On the previous page we got some insights of the Fee Office domain. @enumag provided the information from a developer point of view. However, he is our domain expert at the moment and that's a common scenario in the real world, too. Often developers working for the company for a long time are the best domain experts. They've built the legacy systems and dealt with the business logic for many years. They know all the edge cases.
It doesn't mean you should only talk to developers. Their view of the business is often driven by a technical mindset. Find a way to get access to real domain experts as often as possible. Usually they are very busy, but try it anyway.
And like a true domain expert @enumag provided a lot of information in one go. When talking to domain experts you need to be prepared. One good question can cause a long discussion.
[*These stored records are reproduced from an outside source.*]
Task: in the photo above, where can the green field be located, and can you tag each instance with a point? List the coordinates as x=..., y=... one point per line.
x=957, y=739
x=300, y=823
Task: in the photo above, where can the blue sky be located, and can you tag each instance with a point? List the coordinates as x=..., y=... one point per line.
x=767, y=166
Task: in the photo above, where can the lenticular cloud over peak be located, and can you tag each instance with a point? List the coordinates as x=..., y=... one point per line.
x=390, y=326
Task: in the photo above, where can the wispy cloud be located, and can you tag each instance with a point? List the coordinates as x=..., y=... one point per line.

You can get access to very important knowledge but the domain experts will use their language and you probably won't understand everything right away.
@cyriux gave a great talk about the topic at DDD Europe 2016: Interviewing Domain Experts: heuristics from the trenches
Given the advices of the talk we can take @enumag's domain introduction, group the information and highlight key phrases that sound important.
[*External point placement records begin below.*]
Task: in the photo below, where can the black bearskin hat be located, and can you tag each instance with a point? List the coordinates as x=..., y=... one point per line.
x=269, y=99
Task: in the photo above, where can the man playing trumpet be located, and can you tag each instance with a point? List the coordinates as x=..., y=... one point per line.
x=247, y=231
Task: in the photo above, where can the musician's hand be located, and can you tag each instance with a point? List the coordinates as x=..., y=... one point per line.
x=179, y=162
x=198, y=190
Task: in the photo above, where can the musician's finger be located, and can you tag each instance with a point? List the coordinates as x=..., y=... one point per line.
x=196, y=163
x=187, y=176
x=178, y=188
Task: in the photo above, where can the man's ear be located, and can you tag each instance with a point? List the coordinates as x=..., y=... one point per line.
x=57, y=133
Building- > Entrance -> Appartement -> Contract
The business is about providing accountancy services to the owners of large buildings or organizations that take care of the building when each apartment is owned by a different person.
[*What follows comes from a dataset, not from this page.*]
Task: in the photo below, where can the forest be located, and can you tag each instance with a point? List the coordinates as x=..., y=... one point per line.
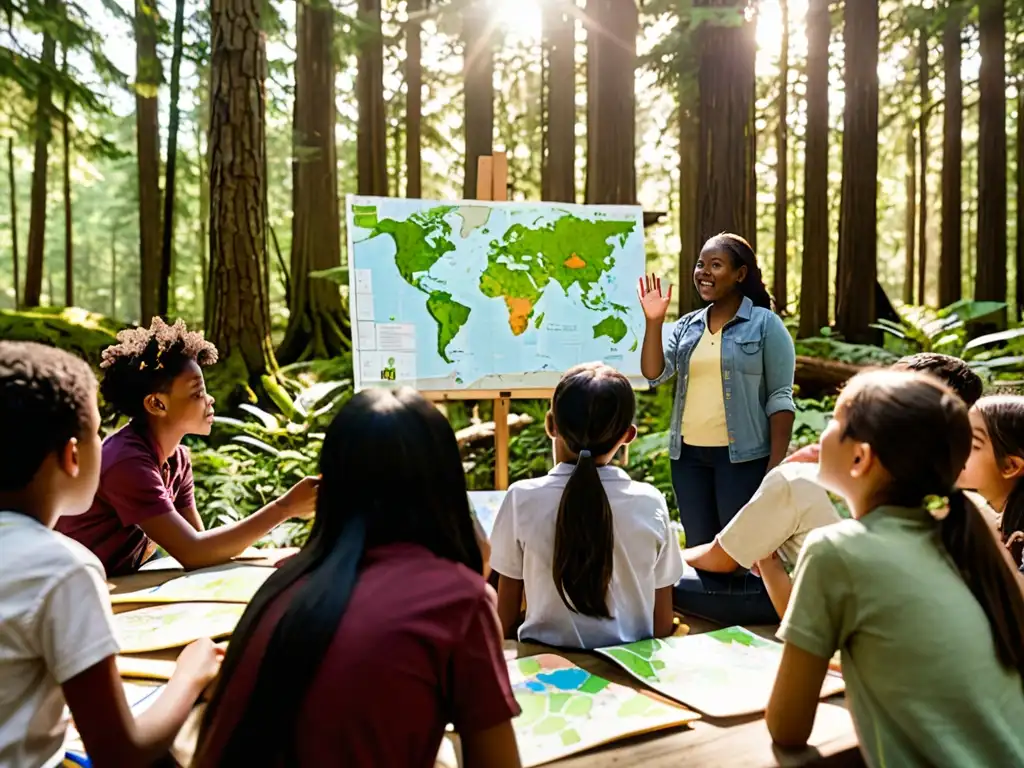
x=189, y=160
The first thing to add is a building, it's entrances (each entrance has a different address) and the apartments in the building.
ApartmentAttributes are properties of the apartment such as bodycount (how many people live in the apartment at the time) which can change every now and then. !!!Attention!!! -> Each change is represented by a new ApartmentAttributeValue.
Then we need to add the contracts - who owns and who lives in each apartment.
When adding a new building, most of the data about apartments, contracts and people are loaded from an external database or an import file.
Next we need to tell the system what fees should the people pay and how to calculate the exact amounts (since they can differ each month but can be calculated). This is represented by the FeeRecipe entity.
Each contract usually has around 5-10 FeeRecipes.
there is a FinancialAccount entity between Contract and FeeRecipe. Most often each contract only has one FinancialAccount but in some edge cases there can be more. This is required because the Fees on different FinancialAccounts are treated a bit differently in some cases based on the attributes of the FinancialAccount but the details are unimportant.
Next looking from the other side of the diagram there is an AccountingOrganization. In most cases an AccountingOrganizations is 1:1 with Building but there are exceptions with one AccountingOrganization handling multiple buildings and also exceptions with one building being split to multiple AccountingOrganizations. Therefore we made them completely independent. +1
Finally the ContactCard represents a Person or Company and can be referenced pretty much anywhere in the system. It can be an employee of our company, an owner of an apartment, an organization managing a building, a contractor our company cooperates with etc.
Maybe this context and FeeCalculating belong to the same core context?
These people need to pay some fees every months which is where our company comes in - to help determine what fees they should pay and observe if they are indeed paying them.
At the end of each month an automated process takes each (still active) FeeRecipe and generates a new Fee for it for that month. The calculation requires the formula from the FeeRecipe and the current ApartmentAttributeValues on the related Appartment.
FinancialAccountGroup is actually a brand new entity we came up with just this morning after discovering some serious problems in our PaymentAllocations process. Basically it's a group of FinancialAccounts that holds some options how should the Payments be allocated to Fees. FinancialAccountGroup is actually the scope for the PaymentAllocations process - take all not-fully-allocated Payments and FeeItems related to the FinancialAccountGroup and do the process described in the previous issue.
PaymentPreference holds a reference number that we can use to match a given payment from the import to a specific person and FinancialAccountGroup. The process of matching imported payments to people converts UnassignedPayment to Payment.
I've grouped the information by context. Please keep in mind that this grouping is only based on my very first understanding of the domain. It's not the final result. In the demo you find a slightly different set of contexts. Anyway, it's a starting point to gain knowledge and connect the dots. I've highlighted phrases and words that seem important. They are part of the Ubiquitous Language and a good basis for further questions. I also tried to categorize contexts into supporting and core. The core domain is the context of the system that makes it unique and generates money. The core should get the most attention. Supporting contexts - well - support the core. We'll see that in action when implementing prototypes of each context. I also used question and exclamation marks to highlight hot spots (topics I want to clarify).